Meet our esteemed panel of jurors for the 2022 Ida B. Wells Visual Arts Fund. Each juror is a member of the chromatic black™ collective. Check back regularly for updates.

Nicole Dixon
Chair of Visual Arts Fund


Nicole Dixon was born in Oakland, CA and in 2002, received a BA in Studio Art at Spelman College in Atlanta, GA. In addition to exhibiting paintings for over two decades, she has produced numerous commissioned works and murals. She has served as the altar-artist for gatherings, conferences, and activist organizations. She is also a Montessori preschool teacher, and firmly believes education and creative expression should go hand-in-hand. She has taught art to youth and adults alike, which has taken her as far as the Kalahari as guest art instructor. Nicole uses art as an interactive medium, and vehicle for self-transformation, community bridge-building, and positive social change.
Leslie Willis Lowry


Leslie Willis Lowry has worked in collections management and as an archivist, researcher and consultant in a number of capacities, including special collections, exhibitions, films, television and publications for over thirty years, including the Charles L. Blockson Afro-American Collection-Temple University Libraries, the Smithsonian’s National Museum of African American History and Culture, the International African American Museum in Charleston, the African American Museum in Philadelphia, The Museum of Afro-American History in Boston, The Studio Museum in Harlem, The Bronx Museum of Art, Scholastic Books, among others. As a curatorial and research assistant to Deborah Willis, the nation’s leading historian of African American photography and curator of African American culture, Leslie has cataloged the work of individual photographers, photographic collections and groups of photographs that are part of an exhibition and publications; in addition to researching and planning for photographic exhibitions. After years of working in management, supervising hundreds of employees, and as liaison and consultant to many cultural institutions and religious organizations, Leslie’s career has been divided into two distinct areas – archival and education – within the broad areas of photographic history, visual culture, African American history and popular and material culture. Within these fields she has consistently emphasized the importance of the use of the archives to build programming, education and community connections.
Gilbert Young


Gilbert Young, an internationally renowned artist, muralist, and conservator who served twenty-seven years as director and conservator of the University of Cincinnati’s vast, fine art collection beginning in the 1960’s.

He re-located to Atlanta in 1995 to serve as artistic director for the Paint Pals International Youth Art Competition in conjunction with the 1996 Olympics. Young has been recognized in numerous editions of “Who’s Who in Black Atlanta,” and was inducted into “Who’s Who in America” in 2012.

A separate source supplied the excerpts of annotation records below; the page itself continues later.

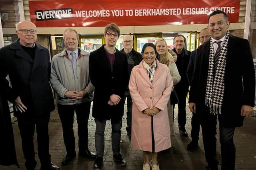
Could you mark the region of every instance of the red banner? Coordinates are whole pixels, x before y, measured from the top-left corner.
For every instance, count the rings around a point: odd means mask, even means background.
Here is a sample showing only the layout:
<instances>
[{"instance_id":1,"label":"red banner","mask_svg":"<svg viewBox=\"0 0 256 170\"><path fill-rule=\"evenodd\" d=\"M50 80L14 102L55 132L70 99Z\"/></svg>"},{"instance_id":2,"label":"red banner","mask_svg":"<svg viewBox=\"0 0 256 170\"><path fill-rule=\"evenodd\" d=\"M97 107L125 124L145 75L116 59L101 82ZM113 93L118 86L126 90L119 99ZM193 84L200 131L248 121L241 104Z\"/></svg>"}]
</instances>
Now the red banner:
<instances>
[{"instance_id":1,"label":"red banner","mask_svg":"<svg viewBox=\"0 0 256 170\"><path fill-rule=\"evenodd\" d=\"M38 27L98 27L112 22L118 26L207 23L208 14L218 10L226 12L230 22L238 22L240 0L56 0L29 3L31 21Z\"/></svg>"}]
</instances>

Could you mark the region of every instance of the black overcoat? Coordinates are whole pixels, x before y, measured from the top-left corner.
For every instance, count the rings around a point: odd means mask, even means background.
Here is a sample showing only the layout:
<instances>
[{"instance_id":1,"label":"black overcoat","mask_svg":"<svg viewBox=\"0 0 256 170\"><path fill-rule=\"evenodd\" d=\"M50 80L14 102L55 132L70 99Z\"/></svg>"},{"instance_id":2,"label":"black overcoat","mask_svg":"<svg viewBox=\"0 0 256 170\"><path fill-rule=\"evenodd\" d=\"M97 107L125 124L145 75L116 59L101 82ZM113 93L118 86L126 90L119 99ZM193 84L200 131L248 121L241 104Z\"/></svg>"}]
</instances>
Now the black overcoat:
<instances>
[{"instance_id":1,"label":"black overcoat","mask_svg":"<svg viewBox=\"0 0 256 170\"><path fill-rule=\"evenodd\" d=\"M196 112L204 113L209 67L210 39L198 47L192 77L189 102L196 104ZM221 113L225 127L243 125L242 105L254 106L255 78L252 53L248 40L230 35L224 76Z\"/></svg>"},{"instance_id":2,"label":"black overcoat","mask_svg":"<svg viewBox=\"0 0 256 170\"><path fill-rule=\"evenodd\" d=\"M9 74L14 101L17 96L28 108L27 113L42 115L54 108L50 84L50 59L48 49L35 43L34 61L22 49L19 39L0 49L0 78ZM14 115L19 115L14 108Z\"/></svg>"},{"instance_id":3,"label":"black overcoat","mask_svg":"<svg viewBox=\"0 0 256 170\"><path fill-rule=\"evenodd\" d=\"M128 86L129 72L127 59L116 49L111 72L108 59L103 45L90 55L89 68L91 81L94 86L92 116L99 120L120 120L124 114L124 94ZM108 104L113 94L122 98L114 106Z\"/></svg>"}]
</instances>

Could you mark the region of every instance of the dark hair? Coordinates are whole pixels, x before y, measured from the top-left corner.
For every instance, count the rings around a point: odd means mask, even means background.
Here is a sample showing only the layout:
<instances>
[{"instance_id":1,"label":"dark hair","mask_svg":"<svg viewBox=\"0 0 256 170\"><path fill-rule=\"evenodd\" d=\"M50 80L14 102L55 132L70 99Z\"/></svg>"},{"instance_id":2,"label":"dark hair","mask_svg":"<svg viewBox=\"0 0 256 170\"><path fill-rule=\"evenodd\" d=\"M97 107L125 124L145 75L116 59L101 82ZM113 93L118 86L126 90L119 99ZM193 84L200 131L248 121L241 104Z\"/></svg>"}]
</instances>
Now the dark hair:
<instances>
[{"instance_id":1,"label":"dark hair","mask_svg":"<svg viewBox=\"0 0 256 170\"><path fill-rule=\"evenodd\" d=\"M143 53L144 53L144 51L145 51L145 49L146 49L146 47L151 47L154 49L155 51L155 53L156 53L156 58L158 60L159 60L159 55L156 51L156 46L153 43L147 43L144 44L144 45L143 45L143 47L142 47L142 49L141 50L141 53L142 54L143 54Z\"/></svg>"},{"instance_id":2,"label":"dark hair","mask_svg":"<svg viewBox=\"0 0 256 170\"><path fill-rule=\"evenodd\" d=\"M213 16L216 14L223 14L223 16L224 16L224 18L226 19L226 21L228 21L228 15L226 12L224 12L222 11L221 11L220 10L216 10L212 12L209 16L209 17L208 17L208 23L209 23L209 20L210 20L210 18L211 18L212 16Z\"/></svg>"},{"instance_id":3,"label":"dark hair","mask_svg":"<svg viewBox=\"0 0 256 170\"><path fill-rule=\"evenodd\" d=\"M184 35L181 35L181 34L177 34L176 35L175 35L174 36L174 37L173 38L173 41L175 41L175 38L176 38L177 37L183 37L183 38L184 39L184 43L186 43L186 38L185 37L184 37Z\"/></svg>"},{"instance_id":4,"label":"dark hair","mask_svg":"<svg viewBox=\"0 0 256 170\"><path fill-rule=\"evenodd\" d=\"M106 26L105 30L104 30L104 35L106 35L107 32L109 31L113 31L116 32L116 33L118 35L118 37L120 35L120 29L117 25L115 23L110 23Z\"/></svg>"}]
</instances>

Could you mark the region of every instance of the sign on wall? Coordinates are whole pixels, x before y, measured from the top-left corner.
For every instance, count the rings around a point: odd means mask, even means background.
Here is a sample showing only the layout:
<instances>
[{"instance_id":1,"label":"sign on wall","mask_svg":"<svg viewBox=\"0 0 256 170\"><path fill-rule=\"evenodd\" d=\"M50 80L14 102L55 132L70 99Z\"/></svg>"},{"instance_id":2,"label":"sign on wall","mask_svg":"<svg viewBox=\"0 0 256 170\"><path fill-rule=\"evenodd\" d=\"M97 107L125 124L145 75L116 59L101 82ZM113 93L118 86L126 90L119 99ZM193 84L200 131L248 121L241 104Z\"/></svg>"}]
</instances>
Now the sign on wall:
<instances>
[{"instance_id":1,"label":"sign on wall","mask_svg":"<svg viewBox=\"0 0 256 170\"><path fill-rule=\"evenodd\" d=\"M206 23L215 10L238 22L240 0L84 0L30 1L30 19L38 27L142 26Z\"/></svg>"}]
</instances>

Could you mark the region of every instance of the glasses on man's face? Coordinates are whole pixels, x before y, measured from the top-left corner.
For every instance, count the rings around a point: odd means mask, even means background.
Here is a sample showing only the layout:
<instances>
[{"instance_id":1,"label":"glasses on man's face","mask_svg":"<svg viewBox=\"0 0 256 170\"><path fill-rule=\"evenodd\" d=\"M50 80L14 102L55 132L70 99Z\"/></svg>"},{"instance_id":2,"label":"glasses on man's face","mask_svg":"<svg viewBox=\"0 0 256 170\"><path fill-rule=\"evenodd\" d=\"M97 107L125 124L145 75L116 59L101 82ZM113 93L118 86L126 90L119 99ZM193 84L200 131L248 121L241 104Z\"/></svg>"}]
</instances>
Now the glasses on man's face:
<instances>
[{"instance_id":1,"label":"glasses on man's face","mask_svg":"<svg viewBox=\"0 0 256 170\"><path fill-rule=\"evenodd\" d=\"M19 29L18 31L21 32L24 34L27 34L29 31L31 34L34 34L36 32L36 29Z\"/></svg>"},{"instance_id":2,"label":"glasses on man's face","mask_svg":"<svg viewBox=\"0 0 256 170\"><path fill-rule=\"evenodd\" d=\"M126 44L128 44L128 43L129 44L130 44L131 43L132 43L132 40L124 41L124 43L125 43Z\"/></svg>"},{"instance_id":3,"label":"glasses on man's face","mask_svg":"<svg viewBox=\"0 0 256 170\"><path fill-rule=\"evenodd\" d=\"M200 40L203 40L204 39L204 38L206 38L206 39L208 39L211 37L210 35L206 35L206 36L201 36L199 37Z\"/></svg>"},{"instance_id":4,"label":"glasses on man's face","mask_svg":"<svg viewBox=\"0 0 256 170\"><path fill-rule=\"evenodd\" d=\"M180 40L180 41L174 41L174 43L175 43L176 44L178 44L179 43L183 43L184 42L184 41L183 40Z\"/></svg>"},{"instance_id":5,"label":"glasses on man's face","mask_svg":"<svg viewBox=\"0 0 256 170\"><path fill-rule=\"evenodd\" d=\"M107 35L108 37L112 37L112 35L113 35L114 38L117 38L119 36L119 35L117 33L112 34L112 33L110 32L107 33L106 35Z\"/></svg>"}]
</instances>

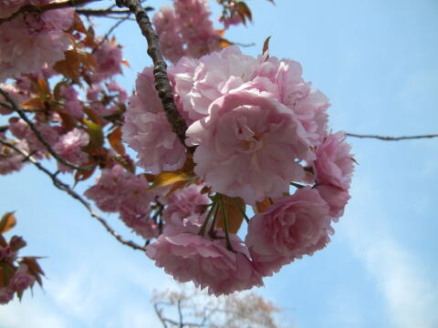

He has been presented with the Heritage Award for Outstanding Visual Arts (2001) from the Schomburg Center for Research in Black Culture in New York; the Pallet Award for Lifetime Achievement (2004); a Resolution from the Georgia House of Representatives naming him State of Georgia Artist of the Year (2011); the Phoenix Award from the city of Atlanta for outstanding contributions to the arts (2013); the Georgia Legislative Black Caucus Citizen’s Award for outstanding artistic achievement (2015); a Lifetime Achievement Award from the Barack H. Obama Foundation (2019); and a Resolution (351) from the Georgia House of Representatives (2021).

Young is the only artist to paint a portrait of an American President that is signed by the subject. The portrait of Barack Obama is entitled “History + Hope = Change.” He was commissioned by the Congressional Club of Washington, DC to create a portrait of Michelle Obama in 2014 that was presented to her during the annual First Lady’s Luncheon. Monumental murals of Young’s work can be found in Cincinnati and Atlanta including a 4-story installation of Young’s iconic “He Ain’t Heavy” image on Memorial Drive near the State Capitol.

Artwork by Young can be found in galleries throughout the United States, in select cities around the world, and in numerous private and corporate collections. He resides in Atlanta, Georgia with his wife L. Winfrey Young and sons, Matthew Perry, Bart Cody, and Gilbert Montana.

Karen Seneferu


Karen Seneferu is a mix media artist whose work challenges the idea that beauty exist outside of one’s cultural reality. Her work has been exhibited at the Oakland Museum, The California African American Museum, Yerba Buena Center, Skirball Museum, Tuft’s University Museum, and MOAD. Seneferu is also the founder and Artistic Director of the exhibit The Black Woman Is God, which has changed the artistic and cultural landscape of California art.